An open-source pre-processing library that sits between user uploads and your application. Every file is destroyed from scratch — whatever was hiding doesn't survive the trip.
A JPEG can carry executable shellcode in its metadata. An MP3 can embed scripts in ID3 tags. An MKV can smuggle payloads inside codec headers. Most applications just accept these files, validate the MIME type, and hope for the best.
Hope is not a security strategy.
Not scanning. Not parsing. Not stripping. Re-encoding. The original byte stream is obliterated. What comes out is a new file — structurally unrecognizable to the original.
PNG, JPEG, WebP, GIF — re-encoded through OpenCV. The original byte stream is obliterated. Every injected payload, every steganographic trick, every malformed header — gone.
MP3, OGG, FLAC, WAV, AIF, AU, MP4, MKV, WebM, MOV — decoded and re-encoded through FFmpeg. Codec-validated, bitrate-checked, rebuilt from decoded data.
Plain text, JSON, logs — normalized through Unicode normalisation and entity escaping. HTML injection, shell command injection, and downstream script execution are neutralized.
Six rules that govern every line of code.
Not the filename. Not the extension. Not the MIME type. Not the magic bytes. Every file is hostile until validated against a whitelist and re-encoded through a controlled pipeline.
Blacklists are a losing game. There’s always a new exploit, a new encoding trick. If it’s not on the whitelist, it doesn’t get in. Period.
A sanitisation layer that slows down uploads is a sanitisation layer that gets disabled. The pipeline must be fast enough to be invisible to the user. That’s the target.
Unknown format, corrupted headers, oversized file — the answer is always reject. A false rejection is an inconvenience. A false acceptance is a breach.
Every line of code is an attack surface. Every dependency is a supply chain risk. We use OpenCV and FFmpeg because nobody writes their own codecs. Everything else is our code — readable, auditable, explainable.

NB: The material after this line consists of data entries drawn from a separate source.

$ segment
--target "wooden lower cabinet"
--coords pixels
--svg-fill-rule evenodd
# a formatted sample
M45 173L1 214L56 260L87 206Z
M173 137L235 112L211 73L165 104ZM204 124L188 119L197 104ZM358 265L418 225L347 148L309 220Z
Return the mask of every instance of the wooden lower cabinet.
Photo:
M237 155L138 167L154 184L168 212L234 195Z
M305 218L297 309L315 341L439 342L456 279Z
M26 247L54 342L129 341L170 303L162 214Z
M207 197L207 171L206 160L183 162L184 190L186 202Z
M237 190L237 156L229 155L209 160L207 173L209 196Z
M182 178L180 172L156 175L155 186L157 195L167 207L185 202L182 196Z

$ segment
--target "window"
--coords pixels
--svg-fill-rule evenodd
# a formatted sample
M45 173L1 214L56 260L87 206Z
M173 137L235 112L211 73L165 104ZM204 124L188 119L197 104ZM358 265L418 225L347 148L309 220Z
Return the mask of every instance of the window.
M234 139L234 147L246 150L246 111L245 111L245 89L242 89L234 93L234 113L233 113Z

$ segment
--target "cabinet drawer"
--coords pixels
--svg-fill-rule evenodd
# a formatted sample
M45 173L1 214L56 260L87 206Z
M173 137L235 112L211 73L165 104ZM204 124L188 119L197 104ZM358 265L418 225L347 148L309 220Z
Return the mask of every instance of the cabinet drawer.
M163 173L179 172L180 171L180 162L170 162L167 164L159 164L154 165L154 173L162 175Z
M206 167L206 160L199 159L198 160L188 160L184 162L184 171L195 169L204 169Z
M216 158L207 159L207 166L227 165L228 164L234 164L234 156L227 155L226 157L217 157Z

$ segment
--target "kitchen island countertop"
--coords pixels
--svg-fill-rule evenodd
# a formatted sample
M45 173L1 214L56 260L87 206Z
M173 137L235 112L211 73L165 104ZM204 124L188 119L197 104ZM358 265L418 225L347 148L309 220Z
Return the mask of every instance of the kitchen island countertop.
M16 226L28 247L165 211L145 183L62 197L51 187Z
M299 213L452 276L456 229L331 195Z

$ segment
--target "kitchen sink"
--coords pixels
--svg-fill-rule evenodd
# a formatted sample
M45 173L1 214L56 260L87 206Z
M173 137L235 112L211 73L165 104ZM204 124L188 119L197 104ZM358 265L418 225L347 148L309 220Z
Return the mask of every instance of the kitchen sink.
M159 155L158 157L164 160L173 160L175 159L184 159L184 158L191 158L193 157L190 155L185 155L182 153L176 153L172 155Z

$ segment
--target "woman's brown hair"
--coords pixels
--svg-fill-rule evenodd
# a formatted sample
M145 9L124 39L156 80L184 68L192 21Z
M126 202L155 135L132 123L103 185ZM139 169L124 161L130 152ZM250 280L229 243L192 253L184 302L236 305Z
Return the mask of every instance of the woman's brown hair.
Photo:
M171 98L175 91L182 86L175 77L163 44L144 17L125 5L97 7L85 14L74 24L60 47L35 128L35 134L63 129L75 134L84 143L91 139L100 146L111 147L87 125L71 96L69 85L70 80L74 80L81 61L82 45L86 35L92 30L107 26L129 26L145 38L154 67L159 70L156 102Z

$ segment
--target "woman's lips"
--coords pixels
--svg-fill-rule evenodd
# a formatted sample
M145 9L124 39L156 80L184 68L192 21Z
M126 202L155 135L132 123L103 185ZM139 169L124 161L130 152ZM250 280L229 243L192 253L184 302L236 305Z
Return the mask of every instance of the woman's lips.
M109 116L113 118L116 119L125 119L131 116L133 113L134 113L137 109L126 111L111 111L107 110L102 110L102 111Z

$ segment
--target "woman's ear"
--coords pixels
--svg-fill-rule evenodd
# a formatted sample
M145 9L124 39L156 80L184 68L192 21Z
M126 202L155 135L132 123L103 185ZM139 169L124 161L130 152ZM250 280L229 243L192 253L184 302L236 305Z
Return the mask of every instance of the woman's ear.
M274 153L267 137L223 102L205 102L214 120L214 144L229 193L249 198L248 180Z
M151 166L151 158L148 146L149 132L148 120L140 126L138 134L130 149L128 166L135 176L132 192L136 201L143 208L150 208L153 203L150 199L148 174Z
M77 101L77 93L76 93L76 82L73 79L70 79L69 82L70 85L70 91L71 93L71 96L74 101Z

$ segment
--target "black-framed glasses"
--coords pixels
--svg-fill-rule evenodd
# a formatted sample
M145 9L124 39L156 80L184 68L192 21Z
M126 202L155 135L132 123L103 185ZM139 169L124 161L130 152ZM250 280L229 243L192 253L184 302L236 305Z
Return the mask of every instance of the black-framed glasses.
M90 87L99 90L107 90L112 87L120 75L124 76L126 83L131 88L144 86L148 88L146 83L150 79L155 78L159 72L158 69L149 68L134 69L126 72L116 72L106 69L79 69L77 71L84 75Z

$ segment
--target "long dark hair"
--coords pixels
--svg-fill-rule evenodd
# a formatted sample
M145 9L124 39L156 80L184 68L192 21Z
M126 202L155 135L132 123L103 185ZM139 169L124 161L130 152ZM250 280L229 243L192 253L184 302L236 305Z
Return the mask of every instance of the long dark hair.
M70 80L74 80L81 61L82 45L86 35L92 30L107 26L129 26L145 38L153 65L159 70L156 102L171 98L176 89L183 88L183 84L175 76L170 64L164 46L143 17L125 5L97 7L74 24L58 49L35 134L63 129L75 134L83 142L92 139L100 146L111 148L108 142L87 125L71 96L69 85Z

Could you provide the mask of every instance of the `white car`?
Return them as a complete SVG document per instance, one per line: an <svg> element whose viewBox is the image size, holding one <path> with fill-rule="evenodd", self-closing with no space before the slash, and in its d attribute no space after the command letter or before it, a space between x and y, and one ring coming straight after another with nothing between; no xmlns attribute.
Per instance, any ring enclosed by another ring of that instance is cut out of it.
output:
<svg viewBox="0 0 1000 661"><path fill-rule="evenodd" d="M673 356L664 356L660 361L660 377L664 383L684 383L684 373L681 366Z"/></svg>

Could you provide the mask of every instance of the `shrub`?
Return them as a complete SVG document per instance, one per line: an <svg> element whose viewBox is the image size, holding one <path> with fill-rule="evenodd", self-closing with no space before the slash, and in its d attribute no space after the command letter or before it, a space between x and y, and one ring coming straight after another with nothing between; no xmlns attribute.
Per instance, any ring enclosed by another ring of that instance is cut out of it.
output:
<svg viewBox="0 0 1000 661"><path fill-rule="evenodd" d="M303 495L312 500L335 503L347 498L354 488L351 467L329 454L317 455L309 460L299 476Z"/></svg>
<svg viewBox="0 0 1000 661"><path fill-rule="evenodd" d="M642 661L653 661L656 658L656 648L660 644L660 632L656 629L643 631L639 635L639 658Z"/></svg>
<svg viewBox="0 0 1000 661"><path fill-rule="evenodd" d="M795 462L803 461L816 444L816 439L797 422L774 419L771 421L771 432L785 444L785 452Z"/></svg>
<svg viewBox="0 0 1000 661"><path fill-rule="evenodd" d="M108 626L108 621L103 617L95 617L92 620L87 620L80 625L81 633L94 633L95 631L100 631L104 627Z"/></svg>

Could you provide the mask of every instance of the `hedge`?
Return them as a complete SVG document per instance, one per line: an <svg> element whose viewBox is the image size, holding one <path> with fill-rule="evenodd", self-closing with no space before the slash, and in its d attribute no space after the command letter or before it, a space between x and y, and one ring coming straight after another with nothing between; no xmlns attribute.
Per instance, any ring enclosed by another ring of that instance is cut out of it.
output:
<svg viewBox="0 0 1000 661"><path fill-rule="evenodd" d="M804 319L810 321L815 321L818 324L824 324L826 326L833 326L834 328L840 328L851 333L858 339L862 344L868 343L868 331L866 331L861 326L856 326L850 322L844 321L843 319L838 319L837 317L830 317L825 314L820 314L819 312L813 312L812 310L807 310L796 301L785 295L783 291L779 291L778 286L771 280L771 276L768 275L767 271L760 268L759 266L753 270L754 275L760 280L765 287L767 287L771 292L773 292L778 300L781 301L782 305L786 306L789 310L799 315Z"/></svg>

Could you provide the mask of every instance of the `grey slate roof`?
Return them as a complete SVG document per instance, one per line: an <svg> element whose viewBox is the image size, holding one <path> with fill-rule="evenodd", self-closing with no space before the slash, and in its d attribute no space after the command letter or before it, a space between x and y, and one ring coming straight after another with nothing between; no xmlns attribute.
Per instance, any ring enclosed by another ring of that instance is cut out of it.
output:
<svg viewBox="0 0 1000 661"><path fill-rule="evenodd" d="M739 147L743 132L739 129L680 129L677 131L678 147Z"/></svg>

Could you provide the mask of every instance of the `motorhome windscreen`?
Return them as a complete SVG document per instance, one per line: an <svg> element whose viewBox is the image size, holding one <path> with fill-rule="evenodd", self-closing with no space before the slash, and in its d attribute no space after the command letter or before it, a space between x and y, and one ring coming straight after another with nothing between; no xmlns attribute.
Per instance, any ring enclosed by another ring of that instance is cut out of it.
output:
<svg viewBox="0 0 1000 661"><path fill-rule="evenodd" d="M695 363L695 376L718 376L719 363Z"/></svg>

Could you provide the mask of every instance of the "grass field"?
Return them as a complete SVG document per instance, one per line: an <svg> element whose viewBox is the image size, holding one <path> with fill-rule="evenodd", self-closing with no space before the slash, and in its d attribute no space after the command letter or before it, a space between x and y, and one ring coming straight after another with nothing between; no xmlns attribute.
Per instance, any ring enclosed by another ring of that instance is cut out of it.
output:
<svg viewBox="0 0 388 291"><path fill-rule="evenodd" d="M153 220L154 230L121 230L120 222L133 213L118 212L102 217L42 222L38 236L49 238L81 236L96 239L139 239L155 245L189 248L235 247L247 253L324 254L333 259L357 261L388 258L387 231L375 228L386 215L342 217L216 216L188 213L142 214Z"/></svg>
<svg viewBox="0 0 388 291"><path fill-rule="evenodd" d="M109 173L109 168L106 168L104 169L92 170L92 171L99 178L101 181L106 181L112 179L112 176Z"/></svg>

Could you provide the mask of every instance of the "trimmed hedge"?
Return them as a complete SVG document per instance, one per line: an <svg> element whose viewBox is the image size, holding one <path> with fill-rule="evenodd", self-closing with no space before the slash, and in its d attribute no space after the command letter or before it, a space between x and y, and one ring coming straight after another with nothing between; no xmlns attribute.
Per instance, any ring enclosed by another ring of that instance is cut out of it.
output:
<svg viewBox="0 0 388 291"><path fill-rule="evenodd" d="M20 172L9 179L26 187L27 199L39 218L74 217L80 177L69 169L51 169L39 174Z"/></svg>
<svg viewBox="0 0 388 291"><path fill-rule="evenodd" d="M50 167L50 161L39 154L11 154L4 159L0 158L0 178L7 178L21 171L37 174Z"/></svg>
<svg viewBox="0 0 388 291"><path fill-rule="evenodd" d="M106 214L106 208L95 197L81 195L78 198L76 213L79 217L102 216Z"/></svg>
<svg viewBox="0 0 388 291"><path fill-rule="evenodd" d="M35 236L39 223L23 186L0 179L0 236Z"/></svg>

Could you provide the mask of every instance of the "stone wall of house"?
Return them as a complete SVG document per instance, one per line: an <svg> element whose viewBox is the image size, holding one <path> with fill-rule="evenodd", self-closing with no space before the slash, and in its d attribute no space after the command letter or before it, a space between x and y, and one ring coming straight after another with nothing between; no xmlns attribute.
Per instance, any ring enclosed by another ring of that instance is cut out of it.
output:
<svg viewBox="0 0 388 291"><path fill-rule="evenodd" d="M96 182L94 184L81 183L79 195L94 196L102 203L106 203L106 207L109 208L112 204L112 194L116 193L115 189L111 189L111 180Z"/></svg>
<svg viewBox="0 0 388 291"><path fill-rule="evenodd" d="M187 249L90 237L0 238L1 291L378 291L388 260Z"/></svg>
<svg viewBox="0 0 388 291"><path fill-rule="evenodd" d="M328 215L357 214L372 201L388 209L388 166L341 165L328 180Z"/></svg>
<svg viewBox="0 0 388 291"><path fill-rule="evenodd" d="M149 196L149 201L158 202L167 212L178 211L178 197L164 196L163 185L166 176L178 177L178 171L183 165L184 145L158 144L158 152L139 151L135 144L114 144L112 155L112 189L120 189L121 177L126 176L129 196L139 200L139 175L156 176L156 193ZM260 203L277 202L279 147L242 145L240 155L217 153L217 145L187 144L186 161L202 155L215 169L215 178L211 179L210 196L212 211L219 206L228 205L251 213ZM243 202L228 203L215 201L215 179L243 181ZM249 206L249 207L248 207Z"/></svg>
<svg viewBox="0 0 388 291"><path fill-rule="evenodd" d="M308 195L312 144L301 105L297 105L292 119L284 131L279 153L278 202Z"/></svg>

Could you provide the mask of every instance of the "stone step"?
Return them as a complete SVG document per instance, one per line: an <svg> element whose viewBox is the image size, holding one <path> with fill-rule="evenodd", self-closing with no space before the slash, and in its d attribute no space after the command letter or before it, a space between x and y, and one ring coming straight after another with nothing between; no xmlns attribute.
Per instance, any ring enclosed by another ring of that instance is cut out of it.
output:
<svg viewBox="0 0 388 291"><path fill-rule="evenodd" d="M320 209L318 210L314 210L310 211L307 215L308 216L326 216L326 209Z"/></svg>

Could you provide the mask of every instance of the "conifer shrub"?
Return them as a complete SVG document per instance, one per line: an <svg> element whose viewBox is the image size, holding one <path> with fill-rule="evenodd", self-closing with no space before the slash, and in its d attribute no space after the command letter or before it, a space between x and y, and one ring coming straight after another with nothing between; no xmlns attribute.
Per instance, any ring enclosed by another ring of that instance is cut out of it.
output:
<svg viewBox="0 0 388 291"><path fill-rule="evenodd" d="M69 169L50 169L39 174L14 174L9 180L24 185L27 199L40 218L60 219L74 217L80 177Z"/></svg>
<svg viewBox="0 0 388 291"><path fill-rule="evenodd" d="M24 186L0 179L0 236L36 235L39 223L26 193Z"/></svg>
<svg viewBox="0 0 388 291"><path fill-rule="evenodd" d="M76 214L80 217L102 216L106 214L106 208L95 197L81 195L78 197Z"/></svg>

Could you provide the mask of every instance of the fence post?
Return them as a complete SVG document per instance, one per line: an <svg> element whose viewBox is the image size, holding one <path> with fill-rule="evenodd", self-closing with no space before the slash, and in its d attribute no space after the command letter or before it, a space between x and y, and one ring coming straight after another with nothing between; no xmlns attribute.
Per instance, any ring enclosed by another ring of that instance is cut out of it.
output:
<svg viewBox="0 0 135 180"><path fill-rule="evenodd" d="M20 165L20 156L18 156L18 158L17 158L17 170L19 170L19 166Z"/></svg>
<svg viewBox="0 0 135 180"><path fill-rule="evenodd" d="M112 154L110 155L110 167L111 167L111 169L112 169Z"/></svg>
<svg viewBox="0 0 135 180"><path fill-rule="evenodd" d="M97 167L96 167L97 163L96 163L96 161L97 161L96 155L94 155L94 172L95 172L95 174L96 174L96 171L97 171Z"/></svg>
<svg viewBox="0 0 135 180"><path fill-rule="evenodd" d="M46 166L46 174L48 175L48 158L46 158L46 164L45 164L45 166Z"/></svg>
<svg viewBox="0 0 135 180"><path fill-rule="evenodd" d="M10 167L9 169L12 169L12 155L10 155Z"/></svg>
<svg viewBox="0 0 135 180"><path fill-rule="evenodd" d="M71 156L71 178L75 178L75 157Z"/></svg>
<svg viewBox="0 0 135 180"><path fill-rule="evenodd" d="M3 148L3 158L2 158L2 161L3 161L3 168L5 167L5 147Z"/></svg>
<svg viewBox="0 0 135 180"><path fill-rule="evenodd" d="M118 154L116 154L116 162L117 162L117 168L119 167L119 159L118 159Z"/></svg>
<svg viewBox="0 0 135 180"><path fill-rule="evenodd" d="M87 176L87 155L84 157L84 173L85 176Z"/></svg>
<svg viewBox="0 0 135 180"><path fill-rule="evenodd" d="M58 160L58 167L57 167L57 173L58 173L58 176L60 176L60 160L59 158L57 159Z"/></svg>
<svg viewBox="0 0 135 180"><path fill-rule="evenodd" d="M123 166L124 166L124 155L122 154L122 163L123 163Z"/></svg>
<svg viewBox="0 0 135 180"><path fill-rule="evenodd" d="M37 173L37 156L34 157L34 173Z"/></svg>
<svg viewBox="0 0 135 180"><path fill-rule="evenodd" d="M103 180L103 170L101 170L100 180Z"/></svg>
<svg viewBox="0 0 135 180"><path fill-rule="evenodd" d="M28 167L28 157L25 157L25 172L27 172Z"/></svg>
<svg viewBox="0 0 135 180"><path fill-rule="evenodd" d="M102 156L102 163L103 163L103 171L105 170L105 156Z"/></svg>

Closed-source security is a contradiction. If you can’t read the code, you can’t verify the claims. We ship source. We document decisions. We welcome scrutiny.
Every stage is a gate. Fail any gate, the file is rejected. Pass all gates, the file is re-encoded. The re-encoding is the actual sanitisation — everything before it is defence in depth.
Security teams who need an auditable, measurable layer. Solo builders who can't afford a security team but can't afford a breach either. Anyone who's looked at a user-uploaded file and thought: what's actually in this thing?
File comes in. Gets validated. Gets re-encoded. Clean file comes out. Original is destroyed. No virus scanning. No sandboxing. No cloud dependency. No subscription.